Figure 3. Top five areas of focus, as identified by health organizations and experts, local and provincial public health, and academia
Figure 3 text description

This figure shows the top five areas of focus, as identified by health organizations and experts, local and provincial public health, and academia. This is a chart with vertical bars showing the priorities identified by health organizations and experts, local and provincial public health, and academia. There is one bar for each identified priority (5 in total). From left to right: 11 respondents identified as a priority: Surveillance (expand surveillance criteria, better understand travel versus local infection, morbidity database), 8 respondents identified as a priority: Education and Awareness (for general public and health professionals), 7 respondents identified as a priority: Research (explore co-infections, chronic Lyme), 7 respondents identified as a priority: Guidelines (need for development and dissemination) and 4 respondents identified as a priority: Diagnosis and treatment (interpretation, co-infection and chronic Lyme, antibiotic use).
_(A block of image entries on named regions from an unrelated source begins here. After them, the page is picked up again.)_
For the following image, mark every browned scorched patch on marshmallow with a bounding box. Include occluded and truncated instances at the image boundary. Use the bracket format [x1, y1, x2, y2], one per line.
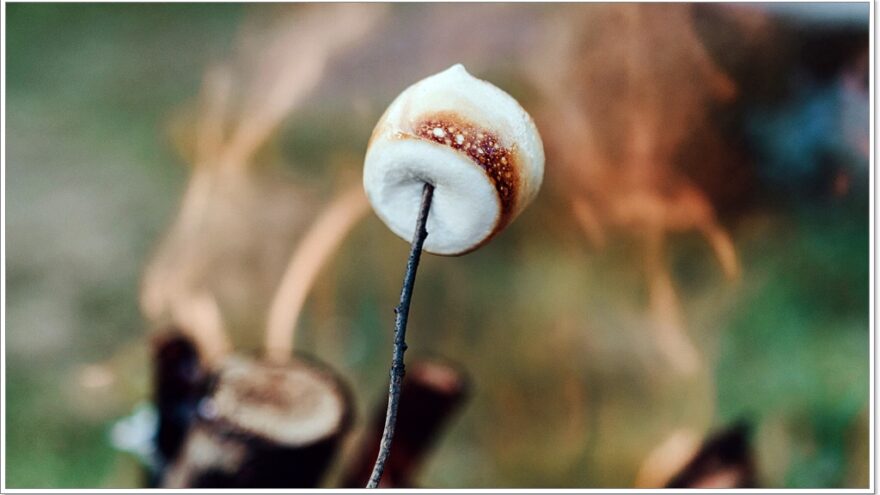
[415, 113, 519, 231]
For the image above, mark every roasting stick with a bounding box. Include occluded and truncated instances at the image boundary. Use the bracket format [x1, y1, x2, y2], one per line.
[364, 64, 544, 488]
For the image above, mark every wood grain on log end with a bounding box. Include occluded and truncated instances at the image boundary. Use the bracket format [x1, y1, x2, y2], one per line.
[164, 357, 352, 488]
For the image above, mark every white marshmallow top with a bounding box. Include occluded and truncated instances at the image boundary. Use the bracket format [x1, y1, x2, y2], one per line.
[364, 64, 544, 255]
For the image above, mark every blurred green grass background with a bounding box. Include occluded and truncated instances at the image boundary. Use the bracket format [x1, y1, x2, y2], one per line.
[4, 4, 869, 488]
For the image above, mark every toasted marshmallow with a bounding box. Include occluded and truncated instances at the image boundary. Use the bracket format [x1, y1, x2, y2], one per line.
[364, 64, 544, 255]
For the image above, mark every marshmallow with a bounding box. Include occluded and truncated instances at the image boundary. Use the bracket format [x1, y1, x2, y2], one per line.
[364, 64, 544, 255]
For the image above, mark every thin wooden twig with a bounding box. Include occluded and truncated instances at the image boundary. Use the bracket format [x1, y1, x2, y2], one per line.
[367, 184, 434, 488]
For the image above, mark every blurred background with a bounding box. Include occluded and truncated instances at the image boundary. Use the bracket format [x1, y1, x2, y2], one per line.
[4, 3, 870, 488]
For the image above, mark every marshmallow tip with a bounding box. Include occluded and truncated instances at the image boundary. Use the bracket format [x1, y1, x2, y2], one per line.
[364, 64, 544, 255]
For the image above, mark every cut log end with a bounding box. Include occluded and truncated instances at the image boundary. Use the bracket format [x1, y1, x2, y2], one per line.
[164, 357, 352, 488]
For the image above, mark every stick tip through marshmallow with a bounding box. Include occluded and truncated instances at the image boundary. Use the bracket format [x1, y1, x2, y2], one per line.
[364, 64, 544, 255]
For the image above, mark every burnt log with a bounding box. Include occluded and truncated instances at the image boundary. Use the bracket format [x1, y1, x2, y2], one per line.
[162, 357, 352, 488]
[666, 422, 758, 489]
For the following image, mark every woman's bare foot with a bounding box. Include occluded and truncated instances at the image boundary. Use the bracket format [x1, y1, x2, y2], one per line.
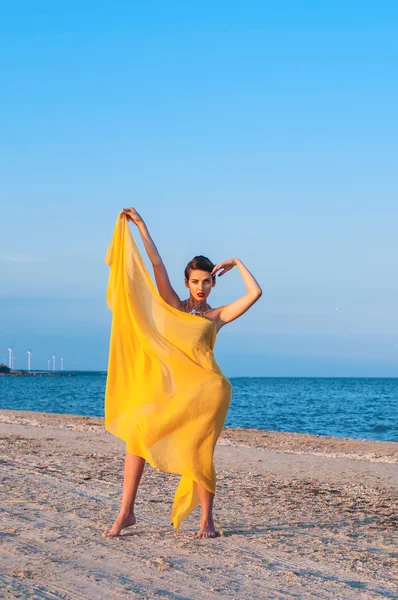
[195, 521, 218, 537]
[102, 512, 136, 537]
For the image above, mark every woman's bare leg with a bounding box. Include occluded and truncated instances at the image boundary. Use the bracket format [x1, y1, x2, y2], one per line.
[196, 483, 217, 537]
[102, 452, 145, 537]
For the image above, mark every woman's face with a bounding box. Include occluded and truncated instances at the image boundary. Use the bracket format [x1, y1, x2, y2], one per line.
[185, 269, 214, 302]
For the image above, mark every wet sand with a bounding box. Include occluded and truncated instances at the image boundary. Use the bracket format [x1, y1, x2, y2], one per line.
[0, 410, 398, 600]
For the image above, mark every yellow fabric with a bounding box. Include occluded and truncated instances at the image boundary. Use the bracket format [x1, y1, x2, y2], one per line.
[105, 212, 231, 531]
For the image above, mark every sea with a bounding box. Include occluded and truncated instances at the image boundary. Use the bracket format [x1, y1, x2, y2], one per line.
[0, 371, 398, 441]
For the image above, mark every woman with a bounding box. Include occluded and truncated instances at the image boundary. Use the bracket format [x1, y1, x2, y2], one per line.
[103, 208, 262, 537]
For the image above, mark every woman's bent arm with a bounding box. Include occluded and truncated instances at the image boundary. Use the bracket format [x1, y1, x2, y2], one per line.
[124, 208, 181, 308]
[213, 258, 263, 328]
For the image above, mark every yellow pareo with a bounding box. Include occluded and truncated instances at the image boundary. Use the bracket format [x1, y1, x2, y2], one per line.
[105, 212, 231, 531]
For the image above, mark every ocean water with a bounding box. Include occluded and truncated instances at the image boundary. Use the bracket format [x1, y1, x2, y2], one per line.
[0, 371, 398, 441]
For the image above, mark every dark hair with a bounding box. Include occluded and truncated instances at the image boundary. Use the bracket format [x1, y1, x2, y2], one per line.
[184, 254, 216, 281]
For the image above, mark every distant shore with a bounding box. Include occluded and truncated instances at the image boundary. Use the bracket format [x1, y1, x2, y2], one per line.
[0, 410, 398, 600]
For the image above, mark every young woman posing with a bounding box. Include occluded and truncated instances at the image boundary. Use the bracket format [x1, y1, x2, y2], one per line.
[103, 208, 262, 537]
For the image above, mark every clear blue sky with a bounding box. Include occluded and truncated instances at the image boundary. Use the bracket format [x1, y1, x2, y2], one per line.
[0, 0, 398, 376]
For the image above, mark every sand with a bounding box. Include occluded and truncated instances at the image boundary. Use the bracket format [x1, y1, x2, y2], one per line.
[0, 410, 398, 600]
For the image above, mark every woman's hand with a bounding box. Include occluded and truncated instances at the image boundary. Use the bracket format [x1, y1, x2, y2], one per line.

Implications for framework revisions

In reflection of the comments received, the framework has been revised to more clearly acknowledge the perspective of patients by including the summary report of the conference that occurred in 2016.

The framework continues to encourage an evidence-based approach to addressing the three pillars of surveillance; guidelines and best practices; and education and awareness. Technical revisions have been incorporated following the expert feedback received.

In addition, the framework has been revised to include actions where the federal government has a role, including the establishment of a national research network on Lyme disease. While these actions will reflect those that can be undertaken by the Government of Canada, all interested parties are invited to identify actions that their respective organizations can take to contribute to progress for patients and the front-line health professionals that care for them.

Footnotes

Footnote 1

Some individuals submitted multiple submissions; multiple submissions from the same individual were considered as a single submission, but all of the collective feedback was considered. A total of 387 submissions were received by March 8, 2017, and a total of 409 submissions were received by March 31, 2017.

Return to footnotes 1 referrer

Footnote 2

Ticking Lyme Bomb in Canada: 39,361 signatures as of April 26, 2017 https://www.change.org/p/minister-philpott-ticking-lyme-bomb-in-canada-fix-canada-s-lyme-action-plan-now

Return to footnotes 2 referrer

Footnote 3

E-petitions e-903 (Lyme disease), sponsored by Elizabeth May (closes June 28, 2017): 4,996 signatures as of April 26, 2017 https://petitions.parl.gc.ca/en/Petition/Details?Petition=e-903

Return to footnotes 3 referrer

Footnote 4

Total does not equal 100% due to rounding.